C'est donc avec une paresse et un manque total de joie de vivre que Katherine se prépare pour le jour saint. Elle ne pouvait pas y aller avec cet accoutrement, c'était évident. Surtout que Mamma tenait à ce qu'elle passe la voir avant de se rendre à l'église, ne serait-ce que pour vérifier la tenue de sa fille chérie. La robe grisonnante, cintrée, le petit gilet sur les épaules, les bas noirs accompagnés d'une paire de chaussures aux talons "trop hauts pour être une sainte et trop bas pour être une dévergondée" spécialement surveillés par Dona Cavalcante. Elle prit soin d'arranger ses cheveux avant de sortir pour se rendre en voiture devant la maison de sa mère. Après une rapide approbation de cette dernière et un parapluie glissé dans son sac en prévision du mauvais temps, l'italienne roule donc sans se presser vers la nouveauté du moment. Elle ne cesse de se répéter qu'elle aurait préféré rester chez elle à regarder de vieilles séries. Alors qu'elle se gare, elle en profite pour passer un rapide coup de fil à son fils, Andrea. "Oui, Allo, mon chéri ? () Je voulais simplement te dire que pour notre après midi Grey's Anatomy, je risquais d'être un peu en retard. () Je sais, je suis désolé mais Nonna voulait que je passe à l'église parce qu'à cause de son plâtre, "Dieu ne peut pas savoir qu'elle prie pour lui", une connerie du genre … () Haha, t'as pas tord. Bon, je te laisse, à plus tard, mon cœur. () Je t'aime aussi, Andrea.". C'est avec un grand sourire qu'elle raccroche. Les petites attentions que lui accordait son fils lui réchauffaient le cœur, au point qu'elle en oublie presque le fait que ses frères et sœurs n'en auraient jamais de pareilles. C'est la pluie qui commençait à tomber qui la ramena à la réalité, la forçant à se presser pour rentrer à l'intérieur du bâtiment religieux.  

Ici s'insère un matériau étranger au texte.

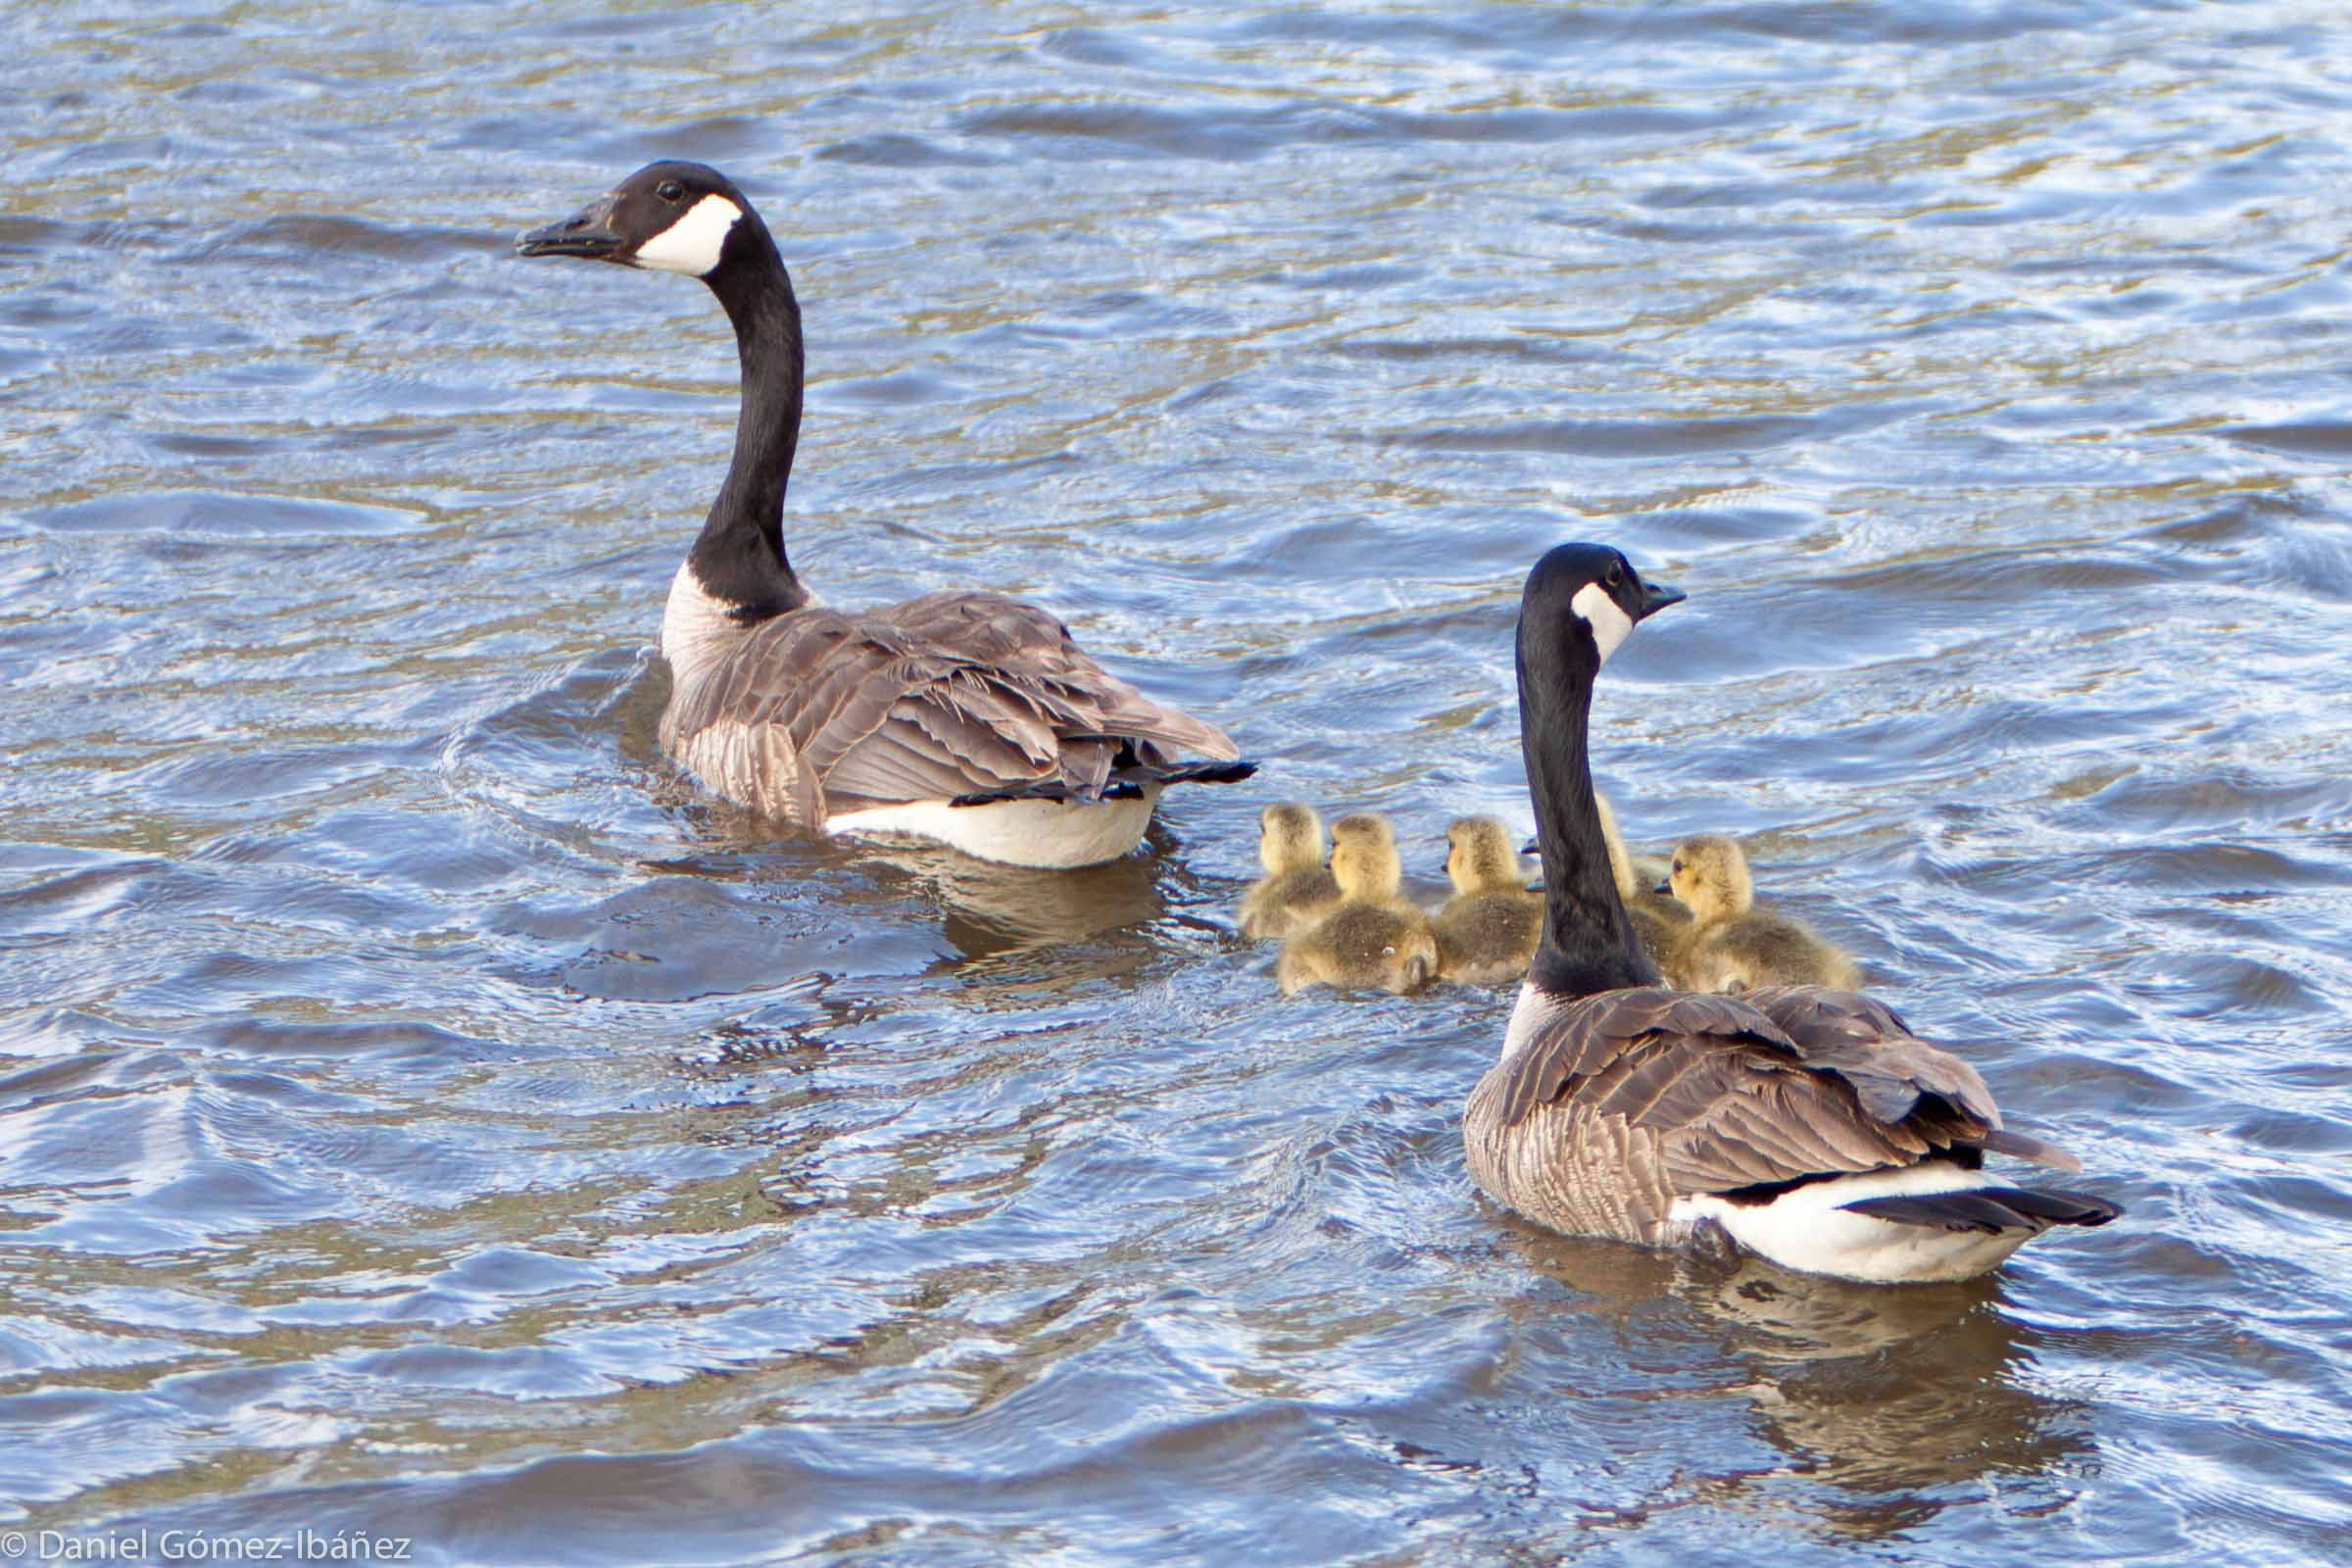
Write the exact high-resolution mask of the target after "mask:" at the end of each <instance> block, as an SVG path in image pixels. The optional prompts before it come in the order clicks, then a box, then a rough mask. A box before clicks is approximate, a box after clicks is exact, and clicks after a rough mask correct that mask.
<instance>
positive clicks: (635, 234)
mask: <svg viewBox="0 0 2352 1568" xmlns="http://www.w3.org/2000/svg"><path fill="white" fill-rule="evenodd" d="M762 247H764V252H767V254H774V240H769V235H767V226H764V223H762V221H760V214H757V212H753V207H750V202H748V200H746V197H743V193H741V190H739V188H736V183H734V181H731V179H727V176H724V174H720V172H717V169H713V167H710V165H699V162H680V160H663V162H649V165H644V167H642V169H637V172H635V174H630V176H628V179H623V181H621V183H619V186H614V188H612V190H609V193H604V195H600V197H597V200H593V202H588V205H586V207H581V209H579V212H574V214H572V216H569V219H564V221H560V223H548V226H546V228H534V230H529V233H527V235H520V237H517V240H515V252H517V254H522V256H576V259H581V261H614V263H619V266H633V268H642V270H649V273H684V275H687V277H701V280H703V282H713V277H715V275H717V273H720V270H722V268H724V266H727V263H729V261H734V259H736V256H748V254H757V252H760V249H762ZM713 287H717V284H715V282H713Z"/></svg>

Comme à chaque fois qu'elle pénétrait les lieux, une chaleur divine venait l'enlacer sans vraiment qu'elle n'en comprenne les raisons. Comme si le Saint Esprit lui tendant une main chaleureuse, une tape amicale dans le dos pour l'aider à supporter ses petits soucis du quotidien. Bien qu'elle n'ait pas de réelles motivations quand à sa présence ici –si ce n'est le ton particulièrement insistant de sa mère- elle aimait beaucoup cet endroit. C'était comme un refuge, le temps d'une prière. Les rénovations terminées il y a deux ans avaient été particulièrement appréciées par Dona Cavalcante qui ne cessait de chanter leurs louanges à chacune de ses visites. L'avantage avec le fait que la Mamma ne soit pas là, c'est que Katherine était épargnée de tous les discours de sa mère, traînant parfois un peu trop en longueur.  

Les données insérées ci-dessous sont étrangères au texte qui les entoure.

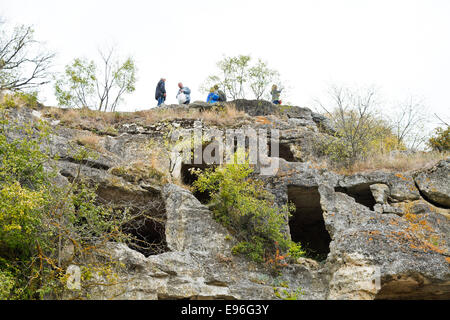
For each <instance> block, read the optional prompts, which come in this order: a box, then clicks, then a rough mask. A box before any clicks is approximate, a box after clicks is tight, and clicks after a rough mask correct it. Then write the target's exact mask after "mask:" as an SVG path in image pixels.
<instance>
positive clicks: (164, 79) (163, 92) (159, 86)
mask: <svg viewBox="0 0 450 320" xmlns="http://www.w3.org/2000/svg"><path fill="white" fill-rule="evenodd" d="M165 82H166V79H164V78H161V80H159V82H158V84H157V85H156V92H155V99H156V100H158V107H159V106H160V105H162V104H163V103H164V101H166V84H165Z"/></svg>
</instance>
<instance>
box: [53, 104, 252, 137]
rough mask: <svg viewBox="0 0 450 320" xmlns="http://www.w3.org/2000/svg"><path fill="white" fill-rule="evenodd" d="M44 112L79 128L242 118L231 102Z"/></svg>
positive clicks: (67, 125)
mask: <svg viewBox="0 0 450 320" xmlns="http://www.w3.org/2000/svg"><path fill="white" fill-rule="evenodd" d="M44 113H45V115H46V116H47V117H50V118H53V119H57V120H60V121H61V124H63V125H66V126H70V127H73V128H82V129H83V128H97V129H98V128H113V127H114V126H115V125H117V124H120V123H124V122H127V123H129V122H134V123H137V124H142V125H147V126H148V125H152V124H155V123H158V122H164V121H174V120H183V119H184V120H186V119H188V120H202V121H203V122H204V123H205V124H206V125H216V126H230V125H234V124H236V121H237V120H239V119H244V118H246V114H245V112H243V111H238V110H237V109H236V108H235V106H234V105H232V104H228V105H226V106H223V107H221V106H217V107H213V108H212V109H210V110H205V111H201V110H199V109H194V108H181V107H180V108H153V109H150V110H145V111H136V112H100V111H95V110H90V109H88V108H83V109H62V108H55V107H48V108H46V109H45V111H44ZM105 130H106V129H105ZM105 130H104V131H105Z"/></svg>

Elle prends donc place, sans réellement faire attention aux touristes et autres passants venus simplement visiter les lieux devenus très populaires ici, à New Haven. Mais alors qu'elle prie silencieusement, sans déranger personne, une certaine agitation se faire sentir. Et une voix. Menaçante, froide, un brin perturbée. Katherine garde son calme, à l'inverse de cette demoiselle qui court dans tous les sens. Les yeux écarquillés, la lèvre tremblante, l'angoisse certaine que l'italienne peut aisément lire sur son visage. Cette blonde hurle qu'elle veut rester en vie. La voix semble sérieuse mais un abruti arrive quand même à faire l'intéressant en répondant la mort. Qui était ce trou d'cul encore ? Et alors qu'elle le regardait plus fixement, son visage lui revenait petit à petit en tête. Elle avait déjà éjecté ce sac à vin de son pub, une nuit. Elle pousse un long soupir et se levant du banc, redresse instinctivement la tête à la recherche du propriétaire de cette voix étrange.

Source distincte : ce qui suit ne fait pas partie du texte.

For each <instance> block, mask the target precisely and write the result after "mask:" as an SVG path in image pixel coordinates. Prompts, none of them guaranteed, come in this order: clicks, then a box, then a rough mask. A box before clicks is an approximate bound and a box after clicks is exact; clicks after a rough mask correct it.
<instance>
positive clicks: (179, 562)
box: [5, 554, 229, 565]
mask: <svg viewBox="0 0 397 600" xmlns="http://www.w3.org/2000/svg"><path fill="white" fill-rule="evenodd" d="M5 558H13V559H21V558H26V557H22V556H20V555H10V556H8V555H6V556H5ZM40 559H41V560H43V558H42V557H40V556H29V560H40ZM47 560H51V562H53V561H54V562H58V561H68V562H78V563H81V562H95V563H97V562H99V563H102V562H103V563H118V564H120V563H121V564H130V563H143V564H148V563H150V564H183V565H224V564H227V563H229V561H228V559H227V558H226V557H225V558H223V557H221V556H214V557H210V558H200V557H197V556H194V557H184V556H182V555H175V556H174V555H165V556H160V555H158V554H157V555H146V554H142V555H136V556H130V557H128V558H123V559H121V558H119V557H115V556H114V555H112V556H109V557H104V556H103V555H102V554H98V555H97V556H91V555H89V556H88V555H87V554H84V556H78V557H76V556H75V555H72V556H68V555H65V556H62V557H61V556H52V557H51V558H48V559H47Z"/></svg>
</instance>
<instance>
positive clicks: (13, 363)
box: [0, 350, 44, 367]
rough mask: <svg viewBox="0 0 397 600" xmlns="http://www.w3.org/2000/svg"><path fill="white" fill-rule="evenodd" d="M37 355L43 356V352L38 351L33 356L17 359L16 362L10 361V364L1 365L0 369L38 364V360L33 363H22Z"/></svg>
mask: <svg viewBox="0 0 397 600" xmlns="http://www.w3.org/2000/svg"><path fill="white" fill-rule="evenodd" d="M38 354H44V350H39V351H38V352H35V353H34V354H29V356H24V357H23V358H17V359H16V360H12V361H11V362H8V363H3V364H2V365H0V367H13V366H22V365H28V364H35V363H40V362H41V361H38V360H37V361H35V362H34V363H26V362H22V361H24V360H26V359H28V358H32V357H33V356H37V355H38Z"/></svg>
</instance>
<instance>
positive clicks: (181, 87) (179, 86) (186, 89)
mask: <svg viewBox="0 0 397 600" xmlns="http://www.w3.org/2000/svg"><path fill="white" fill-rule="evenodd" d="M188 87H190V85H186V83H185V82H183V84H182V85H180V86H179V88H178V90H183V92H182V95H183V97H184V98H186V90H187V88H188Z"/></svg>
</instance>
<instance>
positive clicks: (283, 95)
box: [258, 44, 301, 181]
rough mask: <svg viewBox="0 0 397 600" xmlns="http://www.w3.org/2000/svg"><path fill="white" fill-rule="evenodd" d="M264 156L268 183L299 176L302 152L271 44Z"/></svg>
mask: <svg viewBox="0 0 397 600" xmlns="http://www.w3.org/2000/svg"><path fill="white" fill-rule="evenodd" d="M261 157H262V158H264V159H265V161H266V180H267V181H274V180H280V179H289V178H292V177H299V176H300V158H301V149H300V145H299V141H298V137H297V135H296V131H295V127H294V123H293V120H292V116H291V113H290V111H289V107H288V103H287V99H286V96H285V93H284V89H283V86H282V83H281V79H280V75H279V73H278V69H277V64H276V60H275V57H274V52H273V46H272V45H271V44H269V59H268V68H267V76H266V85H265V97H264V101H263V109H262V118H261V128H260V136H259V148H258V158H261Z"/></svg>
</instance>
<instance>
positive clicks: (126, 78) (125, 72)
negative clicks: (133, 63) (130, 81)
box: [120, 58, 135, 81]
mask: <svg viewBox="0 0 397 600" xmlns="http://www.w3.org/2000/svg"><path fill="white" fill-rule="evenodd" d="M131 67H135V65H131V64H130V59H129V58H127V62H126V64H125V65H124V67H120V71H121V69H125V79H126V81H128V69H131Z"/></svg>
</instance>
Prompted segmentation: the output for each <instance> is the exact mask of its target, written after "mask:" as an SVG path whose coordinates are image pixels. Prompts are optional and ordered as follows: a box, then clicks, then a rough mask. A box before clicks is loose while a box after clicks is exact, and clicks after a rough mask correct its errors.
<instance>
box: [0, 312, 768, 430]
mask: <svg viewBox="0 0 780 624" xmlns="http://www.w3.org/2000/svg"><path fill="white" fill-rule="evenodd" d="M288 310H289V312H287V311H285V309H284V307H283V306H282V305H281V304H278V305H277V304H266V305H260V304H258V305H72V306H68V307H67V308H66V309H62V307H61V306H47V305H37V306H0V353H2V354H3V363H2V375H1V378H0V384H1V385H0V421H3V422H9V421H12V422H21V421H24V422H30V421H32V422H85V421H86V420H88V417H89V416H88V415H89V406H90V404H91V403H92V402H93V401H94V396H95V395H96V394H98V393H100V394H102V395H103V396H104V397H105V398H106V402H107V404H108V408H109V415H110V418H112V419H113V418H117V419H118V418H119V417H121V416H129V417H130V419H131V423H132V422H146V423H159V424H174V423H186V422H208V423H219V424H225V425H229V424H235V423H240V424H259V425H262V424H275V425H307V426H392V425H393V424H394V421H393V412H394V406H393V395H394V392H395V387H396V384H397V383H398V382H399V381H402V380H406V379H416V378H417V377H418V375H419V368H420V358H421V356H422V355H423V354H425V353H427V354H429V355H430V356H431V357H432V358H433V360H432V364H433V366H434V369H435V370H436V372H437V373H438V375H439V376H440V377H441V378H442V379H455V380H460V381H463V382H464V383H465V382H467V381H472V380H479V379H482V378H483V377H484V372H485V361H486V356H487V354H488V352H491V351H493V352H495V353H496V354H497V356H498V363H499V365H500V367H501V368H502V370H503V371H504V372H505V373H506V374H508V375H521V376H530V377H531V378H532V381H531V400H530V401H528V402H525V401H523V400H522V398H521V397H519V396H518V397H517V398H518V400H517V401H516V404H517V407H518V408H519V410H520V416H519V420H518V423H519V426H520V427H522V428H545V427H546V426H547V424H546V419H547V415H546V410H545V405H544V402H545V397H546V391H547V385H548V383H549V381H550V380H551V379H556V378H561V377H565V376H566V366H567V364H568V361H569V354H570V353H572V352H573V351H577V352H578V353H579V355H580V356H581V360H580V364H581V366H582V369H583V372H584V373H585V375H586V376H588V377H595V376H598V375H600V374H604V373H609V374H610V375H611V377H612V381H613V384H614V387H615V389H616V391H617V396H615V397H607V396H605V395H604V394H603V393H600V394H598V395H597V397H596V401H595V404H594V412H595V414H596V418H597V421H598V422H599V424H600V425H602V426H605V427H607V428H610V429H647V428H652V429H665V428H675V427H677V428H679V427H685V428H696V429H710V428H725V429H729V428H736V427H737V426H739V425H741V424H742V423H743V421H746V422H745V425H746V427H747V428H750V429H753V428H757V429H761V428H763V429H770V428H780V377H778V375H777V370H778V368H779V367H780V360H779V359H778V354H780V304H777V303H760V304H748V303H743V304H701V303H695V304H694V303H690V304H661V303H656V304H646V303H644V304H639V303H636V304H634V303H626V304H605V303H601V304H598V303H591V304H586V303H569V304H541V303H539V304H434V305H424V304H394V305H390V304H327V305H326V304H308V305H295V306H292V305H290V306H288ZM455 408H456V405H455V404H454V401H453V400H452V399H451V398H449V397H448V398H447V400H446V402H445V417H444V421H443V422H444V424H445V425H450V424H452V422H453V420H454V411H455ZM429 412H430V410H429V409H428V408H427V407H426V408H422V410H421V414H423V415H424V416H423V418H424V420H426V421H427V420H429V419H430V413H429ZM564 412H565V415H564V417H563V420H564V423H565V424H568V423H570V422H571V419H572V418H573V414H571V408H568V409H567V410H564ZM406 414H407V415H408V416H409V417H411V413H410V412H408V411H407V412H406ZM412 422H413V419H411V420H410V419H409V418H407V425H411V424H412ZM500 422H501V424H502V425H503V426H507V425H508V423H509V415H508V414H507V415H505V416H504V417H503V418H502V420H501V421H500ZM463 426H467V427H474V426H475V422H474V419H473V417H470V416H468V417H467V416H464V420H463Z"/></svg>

"Je doute que cette histoire soit une blague, à vrai dire." Dit-elle sèchement. Elle se racle alors la gorge avant de répondre de manière nette et claire. "Je veux vivre !"

Car même si sa vie n'était pas facile tous les jours, elle savait pertinemment qu'elle ne l'était pour personne. Et ce serait faire un choix bien égoïste que de condamner ces inconnus pour des problèmes dont ils n'étaient pas responsables.  

A cet instant, plusieurs choses lui passèrent par la tête. D'abord son fils qui l'attendait, Andrea. Mathéo et Eva avec qui elle est toujours en froid. Manu, leur histoire. Sa mère, ses frère. A cet instant, elle a juste besoin d'une clope.